Garplının dünyası, tarihinin dünyasıdır. Ebediyen kazanmak, mesut oluş ve sonu gelmez kaybedişe giden bir dünya. Sükutun hazzı eksiktir, zaman bir düşman, daima şüphelerle gölgelenen bir düşmandır. Ve hal, hiçbir zaman ebediliğin akislerini taşımaz.

Karışıklık ve çırpınışlar içinde bir dünya: İşte batı dünyamız. Yakan, yıkan, kan döken bir dünya. Misli görülmemiş bir zorbalık, içtimai müesseselerin çökmesi, ideolojilerin çarpışması hayata çıkan yeni yollar uğrunda yapılan her yere yayılmış amansız bir kavga; işte zamanımızı karakterize eden vasıflar.

“ İlerdeki talebeleri görüyor musun?” diyordu “Onlar Hindistan’da bulunan kutsi ineklere benzer. İşittiğime göre, bu inekler caddede buldukları bütün basılı kağıtları yerlermiş.. Bunlar da asırlar boyunca yazılmış olan kitapların basılmış sayfalarını yutarlar. Hazmetmezler fakat, tıpkı inekler gibi. Kendilerini düşünmezler hiç, okur tekrarlar, okur tekrar ederler; onları dinleyen talebeler de okuyup tekrarlamayı öğrenir, nesiller boyu..

Şuna katiyetle emin oldum ki, Müslümanların çöküntüsü, İslamiyet’e inanmaktan değil, ondan uzaklaşmaktan ileri geliyor.

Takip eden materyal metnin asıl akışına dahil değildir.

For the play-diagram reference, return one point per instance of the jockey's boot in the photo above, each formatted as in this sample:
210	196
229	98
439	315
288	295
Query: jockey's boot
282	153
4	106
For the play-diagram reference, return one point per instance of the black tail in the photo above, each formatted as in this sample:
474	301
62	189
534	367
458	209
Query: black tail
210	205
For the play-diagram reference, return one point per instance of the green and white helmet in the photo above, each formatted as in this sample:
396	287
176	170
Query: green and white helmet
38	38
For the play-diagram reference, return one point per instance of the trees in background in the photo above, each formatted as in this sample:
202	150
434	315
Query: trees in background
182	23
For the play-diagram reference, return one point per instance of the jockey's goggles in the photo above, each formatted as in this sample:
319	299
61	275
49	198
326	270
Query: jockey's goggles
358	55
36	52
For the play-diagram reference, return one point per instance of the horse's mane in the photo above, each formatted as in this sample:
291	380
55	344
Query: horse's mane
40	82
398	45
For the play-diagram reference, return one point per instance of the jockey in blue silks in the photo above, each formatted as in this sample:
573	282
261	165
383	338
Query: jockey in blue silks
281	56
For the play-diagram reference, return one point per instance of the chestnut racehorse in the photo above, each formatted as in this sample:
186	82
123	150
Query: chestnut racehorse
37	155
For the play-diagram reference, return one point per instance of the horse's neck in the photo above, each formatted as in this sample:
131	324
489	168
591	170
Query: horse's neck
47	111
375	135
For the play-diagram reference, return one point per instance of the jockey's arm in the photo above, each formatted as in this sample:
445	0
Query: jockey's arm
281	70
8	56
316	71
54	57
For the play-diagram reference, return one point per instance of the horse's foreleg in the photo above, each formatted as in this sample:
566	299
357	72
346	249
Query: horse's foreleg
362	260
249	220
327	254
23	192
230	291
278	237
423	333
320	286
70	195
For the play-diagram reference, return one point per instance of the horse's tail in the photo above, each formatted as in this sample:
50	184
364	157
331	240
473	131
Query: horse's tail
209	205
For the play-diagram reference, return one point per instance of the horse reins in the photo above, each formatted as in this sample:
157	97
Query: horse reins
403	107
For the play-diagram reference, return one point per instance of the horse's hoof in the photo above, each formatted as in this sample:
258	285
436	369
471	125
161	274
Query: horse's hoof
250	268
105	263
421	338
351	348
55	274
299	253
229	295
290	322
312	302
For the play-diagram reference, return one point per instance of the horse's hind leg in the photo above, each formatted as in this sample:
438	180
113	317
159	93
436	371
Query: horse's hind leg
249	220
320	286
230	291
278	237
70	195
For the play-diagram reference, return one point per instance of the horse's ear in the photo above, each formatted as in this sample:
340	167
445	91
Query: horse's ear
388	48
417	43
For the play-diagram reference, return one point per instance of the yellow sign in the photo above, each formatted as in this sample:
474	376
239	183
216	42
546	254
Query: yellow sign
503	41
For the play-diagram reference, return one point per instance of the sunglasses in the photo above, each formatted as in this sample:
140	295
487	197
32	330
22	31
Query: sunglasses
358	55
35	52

Arabistan’dan zuhur eden Peygamber (İLİM PEŞİNDE KOŞMANIN HER MÜSLÜMAN İÇİN MUKADDES OLDUĞUNU) açıklamış.

Kralların ve kilise asillerinin yıkanmayı kaba bir lüks saydıkları zamanlarda, en fakir müslümanın evinde bir hamam bulunurdu.

Hiç değişmeyen bir hayat: Dün, bugün ve yarın hep aynı.

Ve şimdi, körlüklerinin gururu içinde bu insanlar, medeniyetlerini dünyaya ışık ve saadet getireceğine inanıyorlar. 18 ve 19 uncu asırda hristiyanlığı cihana yaymayı düşündüler. Fakat şimdi bu dini ateş de söndü. Öyle ki, artık dine, teskin eden tali bir müzikten daha fazla kıymet vermiyorlar. O, sadece medeniyete refakat edebilir, fakat “hakiki” hayata tesir edemez. Çünkü onlara göre bütün beşeri meseleler; fabrika, laboratuar ve istatistik masalarında çözülebilir.

“Fakat benimle nasıl evlenebilirsin sen?” diye ısrar ediyordu. “26 yaşında yoksun şimdi. Bense 40 dan fazlayım. Düşün: Sen 30 a gelince ben 45 yaşına gireceğim. Sen kırk yalına girince de ihtiyar bir kadın olacağım.”
Güldüm. “Ne ziyanı var?” dedim. “Ben istikbali sensiz tasavvur edemiyorum.”
Sonunda mağlup oldu.

Kurana göre, Allah insandan körü körüne tabi olmayı istemez. Daha ziyade onun zekasına hitap eder. O, insanın kaderine ona şah damarından daha yakındır.